Fazia tempo que não via alguém fazer uma entrada com tanta gritaria. Do canto onde me encontrava, longe da porta de entrada, todo o texto meticulosa e performaticamente proclamado para o nada se fazia ouvir nitidamente. Não entendi muita coisa, mas ouvi tudo. Todos ouviram. E pelas caras que vi pareciam se perguntar a mesma coisa ao olhar para a figura recém-chegada: mas que merda é isso?
...
Você. É você mesmo, caralho. Que nunca esteve em lugar algum,
mas nunca saiu do meu lado. Este estranho e incoerente gracejo é para você. E
não se faça de sonse. Faz tempo que convivo relativamente bem com sua presença
ausente, com o fato de ter um fantasma preso a minha sombra, com o enorme peso da
sua sombra apertando a minha. Eu dou conta desse recado que parece ter sido
escrito diretamente para euzinha. Bicha fraca nasce heterossexual, meu bem.
Olha aqui pra mim. Ouve, porra. Todo este conjunto, sua falta gritando e os recadinhos em todo outdoor, tudo parece (ou parecia) mais um artifício da incontrolável embaladora sádica de modelos pré-fabricados de corpos existências. A desgraçada produção em série de coisacorpos medicados, educados, disciplinados, casados, realizados, todos-os-ados. Eu fugindo e você querendo me pegar.
Mas o jogo parece estar se invertendo, e agora minha resistência a chamar por você parece ser uma das coisas que me normaliza.
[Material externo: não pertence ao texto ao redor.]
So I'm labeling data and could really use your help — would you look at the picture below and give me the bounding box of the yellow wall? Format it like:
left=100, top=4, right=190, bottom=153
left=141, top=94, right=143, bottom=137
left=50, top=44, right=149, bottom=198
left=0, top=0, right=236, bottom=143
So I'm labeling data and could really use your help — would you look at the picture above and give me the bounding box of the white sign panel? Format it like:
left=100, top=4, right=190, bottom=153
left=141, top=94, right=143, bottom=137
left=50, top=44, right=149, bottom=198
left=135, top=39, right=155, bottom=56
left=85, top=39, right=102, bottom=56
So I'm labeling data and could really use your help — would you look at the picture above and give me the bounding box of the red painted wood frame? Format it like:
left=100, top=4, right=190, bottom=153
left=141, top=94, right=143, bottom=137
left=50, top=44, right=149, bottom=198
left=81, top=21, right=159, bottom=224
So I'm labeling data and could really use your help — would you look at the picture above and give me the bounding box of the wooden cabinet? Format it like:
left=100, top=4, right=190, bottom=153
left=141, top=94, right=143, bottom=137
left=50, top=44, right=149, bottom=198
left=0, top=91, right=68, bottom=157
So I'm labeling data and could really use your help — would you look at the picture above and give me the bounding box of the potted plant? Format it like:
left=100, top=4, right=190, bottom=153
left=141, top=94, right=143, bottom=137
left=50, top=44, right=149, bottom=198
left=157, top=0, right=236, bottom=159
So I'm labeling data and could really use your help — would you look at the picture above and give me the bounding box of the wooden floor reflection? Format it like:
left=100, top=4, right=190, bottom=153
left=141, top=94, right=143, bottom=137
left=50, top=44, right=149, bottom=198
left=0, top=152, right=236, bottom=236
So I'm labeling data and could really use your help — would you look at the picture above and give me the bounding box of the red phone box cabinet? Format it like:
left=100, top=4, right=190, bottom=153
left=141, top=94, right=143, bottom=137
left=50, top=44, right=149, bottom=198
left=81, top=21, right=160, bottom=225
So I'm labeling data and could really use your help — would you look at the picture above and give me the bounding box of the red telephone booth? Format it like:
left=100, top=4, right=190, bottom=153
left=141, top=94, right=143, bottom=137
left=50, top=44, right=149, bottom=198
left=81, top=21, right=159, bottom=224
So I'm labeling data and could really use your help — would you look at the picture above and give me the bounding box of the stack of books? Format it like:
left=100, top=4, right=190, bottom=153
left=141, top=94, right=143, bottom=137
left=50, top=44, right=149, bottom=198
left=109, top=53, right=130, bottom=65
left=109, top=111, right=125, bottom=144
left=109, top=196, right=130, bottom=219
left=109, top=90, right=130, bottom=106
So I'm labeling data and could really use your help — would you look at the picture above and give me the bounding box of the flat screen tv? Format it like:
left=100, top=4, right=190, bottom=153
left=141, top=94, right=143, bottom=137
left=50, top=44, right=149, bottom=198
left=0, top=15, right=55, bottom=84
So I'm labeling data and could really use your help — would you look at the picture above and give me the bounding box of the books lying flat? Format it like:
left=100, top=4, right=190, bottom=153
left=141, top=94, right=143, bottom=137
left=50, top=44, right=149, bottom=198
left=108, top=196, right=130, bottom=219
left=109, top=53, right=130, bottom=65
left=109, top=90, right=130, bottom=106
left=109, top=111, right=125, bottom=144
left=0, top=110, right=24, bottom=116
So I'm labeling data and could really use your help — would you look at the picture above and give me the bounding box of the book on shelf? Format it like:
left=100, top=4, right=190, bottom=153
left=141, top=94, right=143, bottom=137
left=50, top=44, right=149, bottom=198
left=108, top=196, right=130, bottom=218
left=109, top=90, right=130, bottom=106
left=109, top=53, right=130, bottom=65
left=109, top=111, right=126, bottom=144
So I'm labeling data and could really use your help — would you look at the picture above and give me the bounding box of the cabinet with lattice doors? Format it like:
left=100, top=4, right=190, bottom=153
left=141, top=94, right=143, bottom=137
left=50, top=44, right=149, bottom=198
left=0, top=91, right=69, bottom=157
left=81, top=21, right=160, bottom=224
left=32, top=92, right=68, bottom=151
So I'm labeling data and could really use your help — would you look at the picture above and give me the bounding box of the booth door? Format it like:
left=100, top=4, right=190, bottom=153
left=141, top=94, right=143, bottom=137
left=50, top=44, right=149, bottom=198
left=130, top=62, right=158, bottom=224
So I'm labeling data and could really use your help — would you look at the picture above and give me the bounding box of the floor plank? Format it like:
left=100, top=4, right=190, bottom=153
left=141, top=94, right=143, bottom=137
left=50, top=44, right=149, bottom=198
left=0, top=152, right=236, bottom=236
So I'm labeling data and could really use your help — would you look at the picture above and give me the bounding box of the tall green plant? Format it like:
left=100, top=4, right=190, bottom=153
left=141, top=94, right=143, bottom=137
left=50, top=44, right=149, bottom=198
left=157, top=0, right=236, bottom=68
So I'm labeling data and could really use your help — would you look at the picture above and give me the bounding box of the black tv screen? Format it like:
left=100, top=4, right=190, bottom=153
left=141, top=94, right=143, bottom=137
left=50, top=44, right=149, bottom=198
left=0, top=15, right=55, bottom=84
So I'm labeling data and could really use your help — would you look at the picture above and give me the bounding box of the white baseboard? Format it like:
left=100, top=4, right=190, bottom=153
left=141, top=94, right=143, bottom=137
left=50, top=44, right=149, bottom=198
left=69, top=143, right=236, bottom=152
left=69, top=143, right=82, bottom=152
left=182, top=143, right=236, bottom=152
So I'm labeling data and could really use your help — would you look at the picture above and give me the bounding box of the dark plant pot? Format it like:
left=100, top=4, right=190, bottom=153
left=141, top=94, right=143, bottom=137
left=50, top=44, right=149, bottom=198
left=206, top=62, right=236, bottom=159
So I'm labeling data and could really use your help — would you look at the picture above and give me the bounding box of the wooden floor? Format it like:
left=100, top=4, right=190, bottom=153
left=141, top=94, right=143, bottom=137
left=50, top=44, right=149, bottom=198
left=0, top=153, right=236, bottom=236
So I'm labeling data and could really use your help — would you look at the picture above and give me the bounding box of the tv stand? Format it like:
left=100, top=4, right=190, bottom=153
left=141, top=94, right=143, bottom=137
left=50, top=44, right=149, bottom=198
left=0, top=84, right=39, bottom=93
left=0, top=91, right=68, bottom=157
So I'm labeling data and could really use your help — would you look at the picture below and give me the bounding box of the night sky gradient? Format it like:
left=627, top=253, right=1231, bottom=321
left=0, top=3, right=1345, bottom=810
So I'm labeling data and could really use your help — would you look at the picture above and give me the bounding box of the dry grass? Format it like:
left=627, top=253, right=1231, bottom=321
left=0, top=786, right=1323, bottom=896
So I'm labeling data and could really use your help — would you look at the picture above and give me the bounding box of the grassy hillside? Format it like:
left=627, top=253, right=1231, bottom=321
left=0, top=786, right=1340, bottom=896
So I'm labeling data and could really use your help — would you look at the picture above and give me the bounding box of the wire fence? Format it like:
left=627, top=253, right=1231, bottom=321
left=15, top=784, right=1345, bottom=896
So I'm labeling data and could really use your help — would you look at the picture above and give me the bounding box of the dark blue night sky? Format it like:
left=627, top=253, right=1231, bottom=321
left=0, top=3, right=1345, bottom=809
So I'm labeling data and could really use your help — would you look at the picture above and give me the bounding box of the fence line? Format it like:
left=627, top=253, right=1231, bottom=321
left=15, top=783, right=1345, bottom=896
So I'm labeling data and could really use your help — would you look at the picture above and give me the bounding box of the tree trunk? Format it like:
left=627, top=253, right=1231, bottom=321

Sim, eu rio de mim mesma o quanto posso.
Uma resistência não em qualquer normalidade, mas em uma bem específica e pessoal que ajudei a inventar. Ficou confuse? Pois então venha. Venha do jeito que for mais conveniente pra você, mostrengue. Venha vestindo a roupa que mais for justa. Justa com você. Prometo que vou fazer valer a pena. Aliás, você sabe o motivo de a gente dizer que vai “valer a pena”? Que pena é essa que vale alguma coisa em algum lugar?